A note: you, or your parents having attachment trauma is not a personal failing. It is a result of the human collective existing in survival mode for thousands of years and going through all kinds of traumas that broke relational/emotional bonds within families (war, immigration, genocide, oppression, the industrial revolution, the destruction of nature and our connection to the land - the list of issues goes on and is interwoven and complex.) We all need support to be good caregivers and parents. Tragically, the social contexts and environments that many of our ancestors lived through was not able to provide that support.

Another impact of attachment or relational trauma is that parts of ourselves become fragmented and cut off from one another. The work is to compassionately understand how this fragmentation happened and help the parts reintegrate. This approach to working with the mind is based on a “multiplicity of mind” philosophy from Internal Family Systems Therapy.

This multiplicity philosophy posits that we don’t just have one mind. We naturally have lots of little “minds” or “parts” to our personality. You know when you’re aware of one part of you that wants one thing, but another part of you that wants the opposite thing? That’s two different parts of your mind. And no, this isn’t a disorder, it’s not pathology. We all have multiple parts of mind.

Trauma causes fragmentation of parts, internal conflict or parts acting out in polarized and extreme ways because they’re burdened with the pain that hasn’t been processed. For example, some common ways this shows up: having a strong “Internal Critic” that shames or criticizes you, or parts that engage in emotional eating, drinking, or addictive activities.

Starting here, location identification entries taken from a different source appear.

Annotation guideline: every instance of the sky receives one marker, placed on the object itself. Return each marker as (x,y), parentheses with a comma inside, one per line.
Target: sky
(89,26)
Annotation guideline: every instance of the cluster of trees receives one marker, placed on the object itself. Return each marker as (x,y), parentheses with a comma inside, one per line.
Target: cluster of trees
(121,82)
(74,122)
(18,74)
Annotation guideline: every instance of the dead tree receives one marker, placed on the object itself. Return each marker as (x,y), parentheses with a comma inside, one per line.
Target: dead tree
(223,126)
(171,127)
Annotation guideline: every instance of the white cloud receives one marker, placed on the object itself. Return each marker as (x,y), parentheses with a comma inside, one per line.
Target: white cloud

No parts of ourselves are bad; they’re just trying to cope in the ways they’ve learned. Our work is to help you become aware of, and learn to relate to, all the parts of yourself with increasing care, compassion, and freedom.

We also teach our clients mindful self-compassion practices and mindfulness meditation practices that will anchor this way of caring for the mind into their daily lives.

While attachment wounds are not the only issue we address, they are always a part of the picture. The foundation for our work is to be a safe attachment figure to our clients. Together, we create a relationship that emotionally and psychologically provides some of the pieces that you may not have gotten back in childhood, or are not getting now.